We stumbled across these industrial buildings-turned-studios as we waited for nearby brewery Wedge Brewing Company to open for business. A passer-by may not even realize that within these buildings, dozens and dozens of Asheville’s artists create the work featured in nearby in downtown Asheville’s more svelte areas (and beyond). From hand-sewn undergarments to platters featuring the impressions of antique lace to a bowl with a pig on it (which I promptly purchased), each floor revealed memorable and unique pieces that help define my Asheville experience.
3. Carolina Bed & Breakfast’s Breakfast
While I preferred the privacy, view and fireplace of the cabin we stayed in for the beginning of our trip, the breakfasts served at the Carolina were unforgettable.
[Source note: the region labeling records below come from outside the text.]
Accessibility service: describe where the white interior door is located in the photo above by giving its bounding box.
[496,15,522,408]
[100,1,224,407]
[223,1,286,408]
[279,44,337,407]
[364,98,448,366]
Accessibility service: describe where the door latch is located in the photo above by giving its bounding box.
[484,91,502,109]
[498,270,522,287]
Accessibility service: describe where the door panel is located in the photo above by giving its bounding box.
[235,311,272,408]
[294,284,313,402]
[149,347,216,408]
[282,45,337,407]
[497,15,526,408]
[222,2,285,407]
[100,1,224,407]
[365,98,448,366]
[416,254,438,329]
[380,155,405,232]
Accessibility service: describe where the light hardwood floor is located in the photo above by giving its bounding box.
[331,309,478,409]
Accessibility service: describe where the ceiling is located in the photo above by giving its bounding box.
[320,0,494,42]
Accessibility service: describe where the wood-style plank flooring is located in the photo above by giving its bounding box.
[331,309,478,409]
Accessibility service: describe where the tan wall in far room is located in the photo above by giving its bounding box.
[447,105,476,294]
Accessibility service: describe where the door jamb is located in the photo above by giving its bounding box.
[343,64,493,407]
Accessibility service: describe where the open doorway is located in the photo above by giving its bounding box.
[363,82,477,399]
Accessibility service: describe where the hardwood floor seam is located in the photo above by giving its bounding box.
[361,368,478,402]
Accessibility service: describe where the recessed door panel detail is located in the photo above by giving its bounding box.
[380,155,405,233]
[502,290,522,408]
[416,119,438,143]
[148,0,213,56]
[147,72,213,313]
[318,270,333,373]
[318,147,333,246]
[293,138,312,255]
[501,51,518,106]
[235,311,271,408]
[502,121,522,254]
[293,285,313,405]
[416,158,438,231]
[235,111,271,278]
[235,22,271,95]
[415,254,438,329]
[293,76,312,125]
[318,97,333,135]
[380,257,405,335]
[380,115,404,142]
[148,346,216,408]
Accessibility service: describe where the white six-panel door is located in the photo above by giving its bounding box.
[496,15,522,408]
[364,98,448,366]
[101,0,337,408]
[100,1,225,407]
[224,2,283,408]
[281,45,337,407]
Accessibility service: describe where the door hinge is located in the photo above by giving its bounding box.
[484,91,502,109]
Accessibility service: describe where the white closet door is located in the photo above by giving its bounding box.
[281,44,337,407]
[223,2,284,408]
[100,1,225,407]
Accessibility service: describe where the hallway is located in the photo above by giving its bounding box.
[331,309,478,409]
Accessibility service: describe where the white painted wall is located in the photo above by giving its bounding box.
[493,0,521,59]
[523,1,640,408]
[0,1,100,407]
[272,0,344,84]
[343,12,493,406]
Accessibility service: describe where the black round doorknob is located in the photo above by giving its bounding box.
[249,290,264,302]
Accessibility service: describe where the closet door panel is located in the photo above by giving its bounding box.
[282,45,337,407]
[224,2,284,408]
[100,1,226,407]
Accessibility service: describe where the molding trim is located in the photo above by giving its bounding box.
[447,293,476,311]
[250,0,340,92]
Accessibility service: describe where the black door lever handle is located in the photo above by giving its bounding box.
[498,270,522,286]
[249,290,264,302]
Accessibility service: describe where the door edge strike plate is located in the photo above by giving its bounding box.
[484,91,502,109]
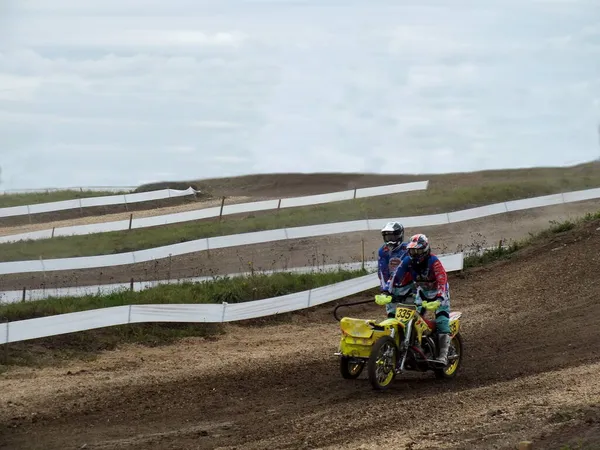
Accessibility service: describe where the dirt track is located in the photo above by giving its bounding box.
[0,221,600,450]
[2,200,600,290]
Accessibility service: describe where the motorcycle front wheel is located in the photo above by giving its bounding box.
[367,336,398,391]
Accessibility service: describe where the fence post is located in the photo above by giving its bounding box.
[4,317,8,365]
[219,196,225,221]
[360,238,365,270]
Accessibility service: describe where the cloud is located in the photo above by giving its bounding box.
[0,0,600,189]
Perhaps a name change to “Carolina Breakfast and Bed” would be appropriate. It was worth getting up early to eat multi-course breakfasts showcasing the owners’ kitchen prowess. We had blueberry clafoutis, apple-kissed quiche, hand-made Belgian waffles and, pictured above, poached pear with wine and pistachios in our two days there.
I don’t know if it’s a southern thing, an Appalachian thing or maybe just an Asheville thing, but the people we encountered along the way were friends before we left. Brewmasters invited us into their work spaces, servers told us their favorite foods, bartenders did not duck out of the countless photos I took of them. All in all, we felt welcome in Asheville. Local artist and teacher Elizabeth Lasley, (a friend of a friend) met us for coffee, complete with a detailed list of places to eat, including Early Girl Eatery and Laughing Seed Café, two restaurants we visited and loved. She does her collage and landscape work in the aforementioned River Arts District and has an exhibition at the National Association of Women Artists Annual Exhibition in New York City. Our coffee with Liz brought forth history, sociological and anthropological details we wouldn’t have been able to glean from Asheville’s visitor-friendly site, nor from Wikipedia. Perhaps it makes me a strange tourist, but somehow, I enjoy a place a little more when I can talk to someone who can give me just a tiny bit more insight than a brochure can.
Even if I didn’t fall in love with Asheville, it was difficult not to like the place, with its constant insistence that folks (local and imported) “Put your $ where your heart is” in its buy local campaign. T-shirts, posters (“Local is the New Black”) and stickers decorated the city, in this gently and lovable reminder about the economics of keeping Asheville cool.